Notes de passage

Parlez-moi des femmes

J’aurais pu vous parler de Coup de cour francophone ou d’Elektra, deux festivals excitants qui battent leur plein jusqu’à la fin du week-end; me servir du premier pour débattre de la place de la chanson française au 21e siècle ou du second pour explorer le (non-)rapport artiste-public dans les shows de laptops (mon collègue Étienne s’en charge à ma place dans sa chronique BPM). J’aurais même pu me pencher sur les mémoires de Kurt Cobain, mais je n’ai pas lu son journal intime, et je n’ai rien de bien bon à dire de cette très oubliable pièce inédite qui sert à vendre le récent greatest hits posthume de Nirvana.

Je n’en ferai rien. Pas parce que je suis blasé, mais parce que ma tête est ailleurs depuis que je suis allé voir 8 Mile, qui, sans être un chef-d’ouvre du septième art, m’a donné l’irrépressible envie de rapper des idioties devant mon miroir tel un Eminem de seconde zone. Et ça tombe bien, parce que j’avais du hip-hop de qualité à me mettre sous la dent cette semaine. Pas le nouveau Jay-Z, pas même la bande originale de 8 Mile (quoique la pièce d’Eminem soit assez irrésistible); ce qui fait vibrer ma fibre de wigger en ce moment s’appelle Under Construction, le plus récent disque de l’hallucinante Missy Elliott.
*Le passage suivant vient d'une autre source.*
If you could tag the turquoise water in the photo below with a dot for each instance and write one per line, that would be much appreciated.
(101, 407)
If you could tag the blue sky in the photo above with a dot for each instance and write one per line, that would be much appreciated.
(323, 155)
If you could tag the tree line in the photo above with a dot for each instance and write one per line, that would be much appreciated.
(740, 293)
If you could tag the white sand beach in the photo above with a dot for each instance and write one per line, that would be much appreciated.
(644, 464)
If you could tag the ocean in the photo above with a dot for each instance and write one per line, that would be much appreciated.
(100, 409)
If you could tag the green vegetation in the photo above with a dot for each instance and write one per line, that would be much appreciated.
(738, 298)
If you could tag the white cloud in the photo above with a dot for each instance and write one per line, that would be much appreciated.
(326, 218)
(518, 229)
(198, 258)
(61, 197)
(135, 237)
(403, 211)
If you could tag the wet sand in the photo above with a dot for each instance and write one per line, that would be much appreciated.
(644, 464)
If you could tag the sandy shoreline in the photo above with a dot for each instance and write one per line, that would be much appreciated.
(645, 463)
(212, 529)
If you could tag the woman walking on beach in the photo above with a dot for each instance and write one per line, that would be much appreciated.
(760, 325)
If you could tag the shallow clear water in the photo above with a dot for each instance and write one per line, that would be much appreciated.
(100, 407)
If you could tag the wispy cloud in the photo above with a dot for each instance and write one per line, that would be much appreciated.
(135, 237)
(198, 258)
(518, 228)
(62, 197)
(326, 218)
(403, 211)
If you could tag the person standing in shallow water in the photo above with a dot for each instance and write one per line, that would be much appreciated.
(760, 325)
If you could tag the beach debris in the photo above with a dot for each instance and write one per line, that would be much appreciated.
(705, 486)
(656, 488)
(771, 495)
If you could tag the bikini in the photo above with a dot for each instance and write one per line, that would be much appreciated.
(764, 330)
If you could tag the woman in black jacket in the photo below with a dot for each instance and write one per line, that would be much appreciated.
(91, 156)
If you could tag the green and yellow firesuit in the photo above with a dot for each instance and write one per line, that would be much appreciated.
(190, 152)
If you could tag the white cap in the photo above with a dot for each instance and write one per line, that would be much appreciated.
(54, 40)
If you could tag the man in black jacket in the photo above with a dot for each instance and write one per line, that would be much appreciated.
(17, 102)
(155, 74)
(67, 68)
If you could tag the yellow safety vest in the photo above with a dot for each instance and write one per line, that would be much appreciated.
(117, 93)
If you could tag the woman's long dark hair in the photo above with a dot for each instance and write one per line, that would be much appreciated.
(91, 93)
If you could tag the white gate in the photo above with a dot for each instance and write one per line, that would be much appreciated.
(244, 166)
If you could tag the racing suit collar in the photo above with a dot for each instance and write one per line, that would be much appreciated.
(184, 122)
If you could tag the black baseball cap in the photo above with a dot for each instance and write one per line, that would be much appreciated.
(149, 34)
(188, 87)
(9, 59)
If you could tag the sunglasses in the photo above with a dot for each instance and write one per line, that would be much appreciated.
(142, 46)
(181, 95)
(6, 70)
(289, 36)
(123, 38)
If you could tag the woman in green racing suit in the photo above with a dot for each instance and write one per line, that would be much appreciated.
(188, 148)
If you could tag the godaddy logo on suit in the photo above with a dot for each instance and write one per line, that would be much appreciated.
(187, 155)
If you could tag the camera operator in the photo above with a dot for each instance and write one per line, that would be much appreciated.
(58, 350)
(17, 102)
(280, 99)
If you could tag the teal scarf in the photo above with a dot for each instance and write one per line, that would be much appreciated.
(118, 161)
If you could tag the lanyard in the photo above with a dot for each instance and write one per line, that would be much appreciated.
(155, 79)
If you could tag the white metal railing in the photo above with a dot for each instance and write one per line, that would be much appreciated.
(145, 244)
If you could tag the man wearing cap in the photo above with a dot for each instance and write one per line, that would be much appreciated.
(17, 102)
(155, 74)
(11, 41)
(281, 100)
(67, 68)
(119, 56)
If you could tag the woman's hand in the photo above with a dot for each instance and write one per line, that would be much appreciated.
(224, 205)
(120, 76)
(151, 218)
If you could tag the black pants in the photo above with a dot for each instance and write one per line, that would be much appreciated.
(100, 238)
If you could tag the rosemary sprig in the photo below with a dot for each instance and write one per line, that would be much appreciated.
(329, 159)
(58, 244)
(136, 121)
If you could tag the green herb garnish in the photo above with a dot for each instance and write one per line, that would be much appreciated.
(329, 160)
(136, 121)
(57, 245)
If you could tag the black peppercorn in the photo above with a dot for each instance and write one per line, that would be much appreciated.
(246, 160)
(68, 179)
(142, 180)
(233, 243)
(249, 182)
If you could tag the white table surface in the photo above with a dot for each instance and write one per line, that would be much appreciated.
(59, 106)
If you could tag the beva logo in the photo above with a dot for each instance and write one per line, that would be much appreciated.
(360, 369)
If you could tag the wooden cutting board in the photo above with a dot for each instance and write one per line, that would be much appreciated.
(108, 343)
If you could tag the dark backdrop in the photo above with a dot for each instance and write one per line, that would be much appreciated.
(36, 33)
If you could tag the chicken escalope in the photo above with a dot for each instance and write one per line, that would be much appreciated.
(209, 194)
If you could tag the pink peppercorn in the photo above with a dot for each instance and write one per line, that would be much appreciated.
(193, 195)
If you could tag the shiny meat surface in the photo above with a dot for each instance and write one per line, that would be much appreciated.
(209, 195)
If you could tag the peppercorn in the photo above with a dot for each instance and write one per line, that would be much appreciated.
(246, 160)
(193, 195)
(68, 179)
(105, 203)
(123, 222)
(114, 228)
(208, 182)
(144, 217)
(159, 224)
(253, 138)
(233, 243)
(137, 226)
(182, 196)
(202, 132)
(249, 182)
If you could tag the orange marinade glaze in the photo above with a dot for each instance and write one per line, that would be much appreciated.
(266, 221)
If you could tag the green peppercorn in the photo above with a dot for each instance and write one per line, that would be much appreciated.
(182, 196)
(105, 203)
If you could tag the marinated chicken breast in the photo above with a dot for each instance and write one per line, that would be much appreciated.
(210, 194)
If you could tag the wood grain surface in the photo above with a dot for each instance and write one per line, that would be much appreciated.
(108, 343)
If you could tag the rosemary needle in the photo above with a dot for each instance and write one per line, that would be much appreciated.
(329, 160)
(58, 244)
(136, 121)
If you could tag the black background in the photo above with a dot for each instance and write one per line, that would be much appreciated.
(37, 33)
Impossible de ne pas saluer le retour de cette voix essentielle dans un genre excessivement machiste, voire misogyne. Bien sûr, la voix hyper sexuée de Missy ne plairait certainement pas à Andrea Dworkin et ses partisanes. Trop cochonne, trop crue dans sa façon d’aborder la sexualité. "Pourquoi suis-je vulgaire? me demande-t-on souvent. Parce que les mecs ont trop longtemps parlé de nous faire jouir dans leurs chansons. Il fallait bien qu’on leur explique comment y arriver", lance-t-elle en substance dans l’un des interludes parlés de l’album, avant de conclure: "I be representing the ladies…"

En discutant avec une collègue de travail de la valeur intrinsèque du travail de Missy, je me suis demandé en quoi son post-féminisme joyeusement lubrique se différenciait de l’attitude de Christina Aguilera, qui subit présentement les foudres des bien-pensants (et le foutre des autres) avec son vidéo soft porno pour la chanson Dirrty. Bonne question.

Comment se fait-il que Missy inspire le respect et que Christina se fasse immanquablement traiter de salope?

Est-ce simplement parce que l’une est black et l’autre pas? Irrecevable. Parce qu’appliquer cette forme de relativisme culturel équivaudrait presque à accepter l’hymne au gang bang de Snoop Dogg comme une particularité de l’esprit afro-américain.

Est-ce parce que l’une a l’air d’une vraie femme et que l’autre semble à peine sortie de la puberté? Là, on approche du but. On a peine à croire que cette petite marionnette de Christina puisse être consciente de ses actes. Mais là aussi, on ferait preuve de mépris.

En fait, c’est beaucoup plus simple que ça. Missy, avec l’aide du producteur de génie Timbaland, a créé certains des disques les plus essentiels du hip-hop contemporain tandis que Christina (qui a d’ailleurs essayé de bénéficier du talent de mademoiselle Elliott sur certaines de ses propres pièces) se cantonne dans une pop générique et préfabriquée dans laquelle l’image supplante la musique. L’une se sert de sa tête, l’autre de son cul. L’une est une artiste; l’autre, un produit. Point.

Je ne sais pas ce que tout cela veut dire, sinon que la question des relations hommes-femmes n’a pas fini de nous préoccuper. Et que cette semaine, l’irrésistible Funky Fresh Dressed d’une fille forte me semble beaucoup plus essentielle que ce restant de grunge qu’on voudrait nous faire passer pour le chef-d’ouvre perdu d’un suicidé. La semaine prochaine, on reviendra sur Coup de cour et Elektra, promis. En attendant, si vous voulez bien m’excuser, j’ai rendez-vous avec Missy.